Belirtmek isteriz ki asıl sorun kamuoyuna sunulduğu gibi kutsala yapılan bir saygısızlık değildir. Asıl sorun, düşünce ve ifade özgürlüğünü sadece kendileri için bir özgürlük sanan siyasi iktidar temsilcilerinin, demokrasiden, demokratik tartışma kültüründen ve üniversite fikrinden bihaber olmalarıdır.

Ancak, ortada bir suç vardır! Bu suç, LGBTİ+ bireylerin temel hak ve özgürlüklerini yok sayan ve yaşam haklarını tehdit edenlerin; laikliği ortadan kaldırarak, İslam dininin değerlerini her türlü siyasal, ekonomik ve kültürel zulme ortak edenlerin; üniversiteli gençlerin demokratik taleplerini şiddetle bastıranların ve anayasal güvence altında olan üniversitelerin kurumsal özerkliğini ortadan kaldıranların suçudur!

Diyarbakır Emek ve Demokrasi Platformu olarak, demokratik tepkileri ve talepleri nedeniyle tutuklanan, gözaltına alınan Boğaziçi Üniversitesi öğrencilerinin, Dokuz Eylül Üniversitesi’nden dayanışma mesajı vermek isterken gözaltına alınan tüm gençlerin hızla serbest bırakılmasını istiyoruz.

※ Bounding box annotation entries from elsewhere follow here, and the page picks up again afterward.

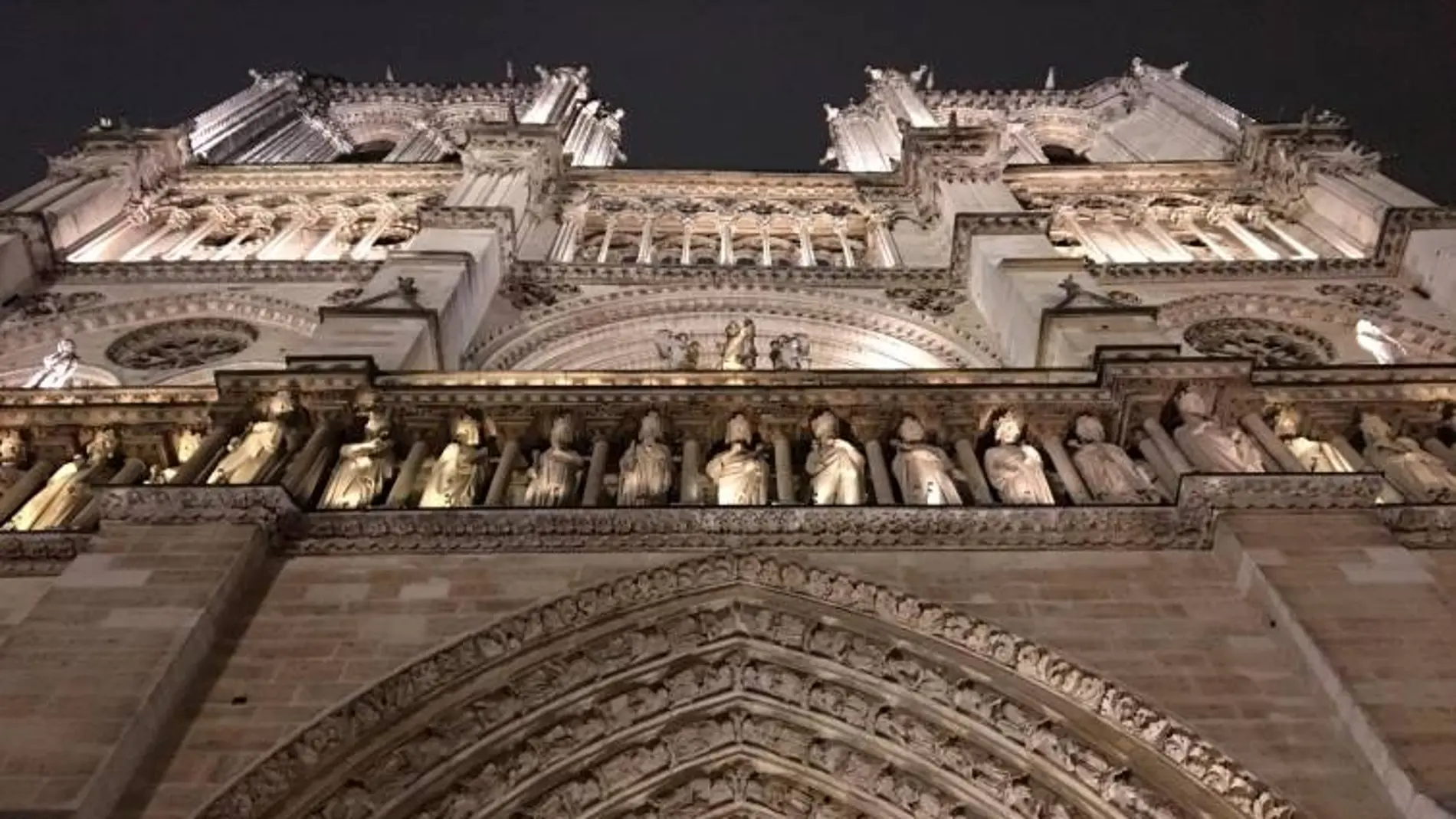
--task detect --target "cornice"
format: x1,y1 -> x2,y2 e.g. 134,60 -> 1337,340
54,264 -> 379,285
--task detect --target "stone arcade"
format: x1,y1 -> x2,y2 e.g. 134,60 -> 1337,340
0,61 -> 1456,819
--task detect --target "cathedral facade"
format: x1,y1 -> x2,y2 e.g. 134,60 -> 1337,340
0,61 -> 1456,819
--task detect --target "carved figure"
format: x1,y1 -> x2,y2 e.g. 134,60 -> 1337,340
207,390 -> 296,484
1360,411 -> 1456,503
526,414 -> 587,506
769,333 -> 809,369
652,330 -> 702,369
319,410 -> 395,509
703,413 -> 769,506
1173,388 -> 1264,473
3,429 -> 118,532
618,410 -> 673,506
720,319 -> 759,369
804,410 -> 865,506
984,411 -> 1057,506
23,339 -> 81,390
1274,406 -> 1356,473
1067,414 -> 1160,503
1356,319 -> 1409,365
890,414 -> 966,506
419,413 -> 495,509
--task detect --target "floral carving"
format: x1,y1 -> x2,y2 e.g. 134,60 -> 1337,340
107,319 -> 257,371
1184,317 -> 1335,366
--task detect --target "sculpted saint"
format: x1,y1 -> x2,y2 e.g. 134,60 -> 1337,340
703,413 -> 769,506
618,410 -> 673,506
1173,390 -> 1264,473
319,410 -> 395,509
1360,411 -> 1456,503
419,413 -> 495,509
890,414 -> 966,506
3,429 -> 118,532
526,414 -> 587,506
207,390 -> 296,484
23,339 -> 81,390
985,411 -> 1057,506
1067,414 -> 1162,503
1274,406 -> 1356,473
804,410 -> 865,506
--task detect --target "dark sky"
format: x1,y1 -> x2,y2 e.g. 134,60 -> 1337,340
0,0 -> 1456,202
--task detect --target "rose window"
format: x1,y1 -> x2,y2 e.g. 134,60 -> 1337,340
107,319 -> 257,369
1184,319 -> 1335,366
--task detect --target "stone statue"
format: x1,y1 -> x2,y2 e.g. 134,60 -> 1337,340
703,413 -> 769,506
207,390 -> 296,484
890,414 -> 966,506
984,411 -> 1057,506
319,410 -> 395,509
23,339 -> 81,390
3,429 -> 118,532
769,333 -> 809,369
1274,406 -> 1356,473
526,414 -> 587,506
652,330 -> 702,369
1356,319 -> 1408,365
1067,413 -> 1162,503
720,319 -> 759,369
1173,388 -> 1264,473
804,410 -> 865,506
618,410 -> 673,506
1360,411 -> 1456,503
419,413 -> 497,509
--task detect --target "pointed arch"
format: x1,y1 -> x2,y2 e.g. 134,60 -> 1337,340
197,554 -> 1294,819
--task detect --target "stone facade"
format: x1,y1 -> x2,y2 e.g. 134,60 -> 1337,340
0,61 -> 1456,819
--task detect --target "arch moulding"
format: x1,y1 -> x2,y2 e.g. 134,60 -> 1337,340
197,554 -> 1296,819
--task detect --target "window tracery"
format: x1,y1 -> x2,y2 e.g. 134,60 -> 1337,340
1184,317 -> 1335,366
107,319 -> 257,371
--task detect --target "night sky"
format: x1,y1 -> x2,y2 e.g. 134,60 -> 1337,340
0,0 -> 1456,202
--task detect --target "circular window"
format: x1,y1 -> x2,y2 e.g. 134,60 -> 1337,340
107,319 -> 257,371
1184,319 -> 1335,366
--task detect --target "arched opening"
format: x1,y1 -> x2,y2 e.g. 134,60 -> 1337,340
190,554 -> 1294,819
1041,144 -> 1092,165
333,139 -> 395,165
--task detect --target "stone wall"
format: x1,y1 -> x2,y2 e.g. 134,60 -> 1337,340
102,552 -> 1396,819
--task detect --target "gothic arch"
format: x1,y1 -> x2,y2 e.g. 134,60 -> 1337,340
1158,293 -> 1456,359
0,291 -> 319,360
197,554 -> 1294,819
467,285 -> 1000,369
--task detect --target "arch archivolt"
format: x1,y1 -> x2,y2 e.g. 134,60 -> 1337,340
1158,293 -> 1456,359
199,554 -> 1293,819
467,285 -> 1000,369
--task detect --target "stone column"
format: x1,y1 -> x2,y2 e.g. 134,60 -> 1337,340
677,438 -> 703,506
0,486 -> 290,819
773,432 -> 798,503
485,437 -> 521,506
0,461 -> 55,524
581,435 -> 608,506
955,438 -> 996,506
1143,418 -> 1194,473
865,438 -> 896,506
1239,411 -> 1309,473
1041,435 -> 1092,503
168,422 -> 233,486
385,441 -> 430,509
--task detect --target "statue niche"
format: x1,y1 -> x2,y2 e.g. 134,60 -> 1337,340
207,390 -> 297,486
524,414 -> 587,506
3,429 -> 120,532
319,410 -> 396,509
703,413 -> 769,506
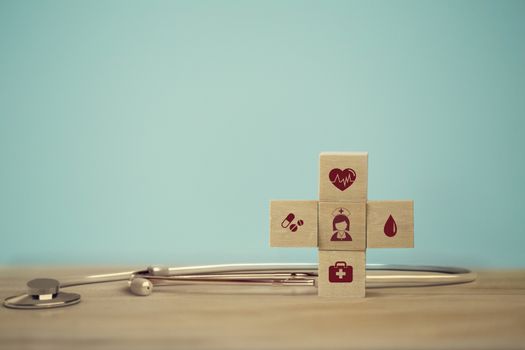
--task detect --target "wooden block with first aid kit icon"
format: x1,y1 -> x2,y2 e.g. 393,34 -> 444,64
318,202 -> 366,250
366,201 -> 414,248
270,201 -> 317,247
319,152 -> 368,202
317,250 -> 366,298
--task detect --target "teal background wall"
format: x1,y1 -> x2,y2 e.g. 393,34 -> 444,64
0,0 -> 525,267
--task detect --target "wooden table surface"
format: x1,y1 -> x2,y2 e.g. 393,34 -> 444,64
0,268 -> 525,350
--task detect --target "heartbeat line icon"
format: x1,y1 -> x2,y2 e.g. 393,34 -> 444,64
328,168 -> 357,191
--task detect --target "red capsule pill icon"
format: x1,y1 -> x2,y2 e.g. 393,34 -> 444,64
281,213 -> 295,228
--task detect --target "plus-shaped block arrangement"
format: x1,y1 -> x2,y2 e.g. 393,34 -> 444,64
270,152 -> 414,297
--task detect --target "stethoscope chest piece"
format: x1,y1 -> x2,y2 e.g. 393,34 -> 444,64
4,278 -> 80,309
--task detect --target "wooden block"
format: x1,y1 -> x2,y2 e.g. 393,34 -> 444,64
366,201 -> 414,248
318,202 -> 366,250
270,201 -> 317,247
319,152 -> 368,202
317,250 -> 366,298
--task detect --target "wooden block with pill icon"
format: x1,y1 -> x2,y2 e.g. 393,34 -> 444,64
318,202 -> 366,250
317,250 -> 366,298
319,152 -> 368,202
366,200 -> 414,248
270,200 -> 318,247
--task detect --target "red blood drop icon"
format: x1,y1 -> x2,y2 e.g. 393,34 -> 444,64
384,215 -> 397,237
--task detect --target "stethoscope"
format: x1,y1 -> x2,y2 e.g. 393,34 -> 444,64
4,264 -> 476,309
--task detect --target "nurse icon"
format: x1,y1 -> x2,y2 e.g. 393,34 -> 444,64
330,208 -> 352,242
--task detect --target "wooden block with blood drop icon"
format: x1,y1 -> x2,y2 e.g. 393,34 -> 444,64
319,152 -> 368,202
270,201 -> 317,247
318,202 -> 366,250
317,250 -> 366,298
366,201 -> 414,248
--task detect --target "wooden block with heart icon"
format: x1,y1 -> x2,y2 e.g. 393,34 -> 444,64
270,201 -> 317,247
270,152 -> 414,297
366,201 -> 414,248
319,152 -> 368,202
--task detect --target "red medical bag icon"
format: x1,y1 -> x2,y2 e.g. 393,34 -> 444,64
328,261 -> 354,283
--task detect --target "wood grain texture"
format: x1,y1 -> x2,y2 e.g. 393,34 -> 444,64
317,250 -> 366,298
319,152 -> 368,202
270,201 -> 318,247
366,201 -> 414,248
0,268 -> 525,350
318,202 -> 366,250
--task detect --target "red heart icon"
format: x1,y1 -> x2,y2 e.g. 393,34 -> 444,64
328,168 -> 357,191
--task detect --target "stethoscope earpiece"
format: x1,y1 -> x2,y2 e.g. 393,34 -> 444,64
129,277 -> 153,296
4,278 -> 80,309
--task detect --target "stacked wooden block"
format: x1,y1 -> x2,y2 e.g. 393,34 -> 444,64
270,153 -> 414,297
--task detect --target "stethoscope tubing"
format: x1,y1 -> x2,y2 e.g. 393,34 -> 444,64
61,263 -> 476,288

Emekten, demokrasiden ve barıştan yana herkesi gençlerimize, akademiye ve üniversitelere sahip çıkmaya davet ediyoruz. Rektörlerin üniversite bileşenlerinin iradesiyle seçilmesini engelleyen düzenlemenin değiştirilmesi için TBMM’de grubu bulunan siyasi partileri sorumluluğa davet ediyoruz!